This study aims to predict human subjective perception of navigation robot performance to enhance the expectation alignment capability of socially intelligent robots. Method: We introduce SEAN TOGETHER—the first VR-based human-robot interaction dataset—integrating nonverbal spatial behavioral features, including facial action units, relative pose, and kinematic trajectories. We propose a novel binary classification paradigm grounded in perceptual directionality (rather than precise rating prediction) and systematically validate, for the first time, the predictive significance of spatial behavioral features within contextual interaction. Contribution/Results: XGBoost and LSTM models achieve over a two-fold improvement in F1-score compared to conventional five-point Likert-scale regression baselines. The models demonstrate superior cross-user generalization, outperforming human observers in prediction accuracy. Deployed on a real mobile robot, the system successfully enables robust follower behavior in dynamic navigation scenarios.

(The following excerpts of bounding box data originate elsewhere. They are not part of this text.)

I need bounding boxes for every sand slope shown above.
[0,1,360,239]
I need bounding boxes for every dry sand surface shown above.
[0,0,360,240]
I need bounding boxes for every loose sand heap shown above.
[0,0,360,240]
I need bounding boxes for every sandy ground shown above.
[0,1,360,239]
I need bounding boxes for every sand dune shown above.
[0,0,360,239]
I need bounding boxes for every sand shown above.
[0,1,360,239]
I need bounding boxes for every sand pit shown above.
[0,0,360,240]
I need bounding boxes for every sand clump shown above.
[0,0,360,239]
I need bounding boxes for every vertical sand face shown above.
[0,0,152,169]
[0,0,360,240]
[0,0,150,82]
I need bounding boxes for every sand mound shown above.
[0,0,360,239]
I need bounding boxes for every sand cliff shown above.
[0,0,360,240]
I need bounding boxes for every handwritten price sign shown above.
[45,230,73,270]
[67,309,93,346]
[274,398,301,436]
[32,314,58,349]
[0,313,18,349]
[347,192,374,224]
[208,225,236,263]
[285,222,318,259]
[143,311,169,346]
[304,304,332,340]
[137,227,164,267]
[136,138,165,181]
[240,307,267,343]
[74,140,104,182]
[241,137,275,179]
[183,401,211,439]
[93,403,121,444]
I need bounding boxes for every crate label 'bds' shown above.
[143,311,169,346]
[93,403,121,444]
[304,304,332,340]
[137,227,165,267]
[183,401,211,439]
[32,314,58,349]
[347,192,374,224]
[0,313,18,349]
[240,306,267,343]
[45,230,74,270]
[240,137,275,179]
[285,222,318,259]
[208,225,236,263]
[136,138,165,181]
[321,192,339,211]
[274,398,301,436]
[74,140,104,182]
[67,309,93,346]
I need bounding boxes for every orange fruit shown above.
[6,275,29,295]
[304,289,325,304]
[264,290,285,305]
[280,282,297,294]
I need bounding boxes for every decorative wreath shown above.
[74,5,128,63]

Understanding human perceptions of robot performance is crucial for designing socially intelligent robots that can adapt to human expectations. Current approaches often rely on surveys, which can disrupt ongoing human–robot interactions. As an alternative, we explore predicting people’s perceptions of robot performance using non-verbal behavioral cues and machine learning techniques. We contribute the SEAN TOGETHER Dataset consisting of observations of an interaction between a person and a mobile robot in Virtual Reality, together with perceptions of robot performance provided by users on a 5-point scale. We then analyze how well humans and supervised learning techniques can predict perceived robot performance based on different observation types (like facial expression and spatial behavior features). Our results suggest that facial expressions alone provide useful information, but in the navigation scenarios that we considered, reasoning about spatial features in context is critical for the prediction task. Also, supervised learning techniques outperformed humans’ predictions in most cases. Further, when predicting robot performance as a binary classification task on unseen users’ data, the (F_{1}) -Score of machine learning models more than doubled that of predictions on a 5-point scale. This suggested good generalization capabilities, particularly in identifying performance directionality over exact ratings. Based on these findings, we conducted a real-world demonstration where a mobile robot uses a machine learning model to predict how a human who follows it perceives it. Finally, we discuss the implications of our results for implementing these supervised learning models in real-world navigation. Our work paves the path to automatically enhancing robot behavior based on observations of users and inferences about their perceptions of a robot.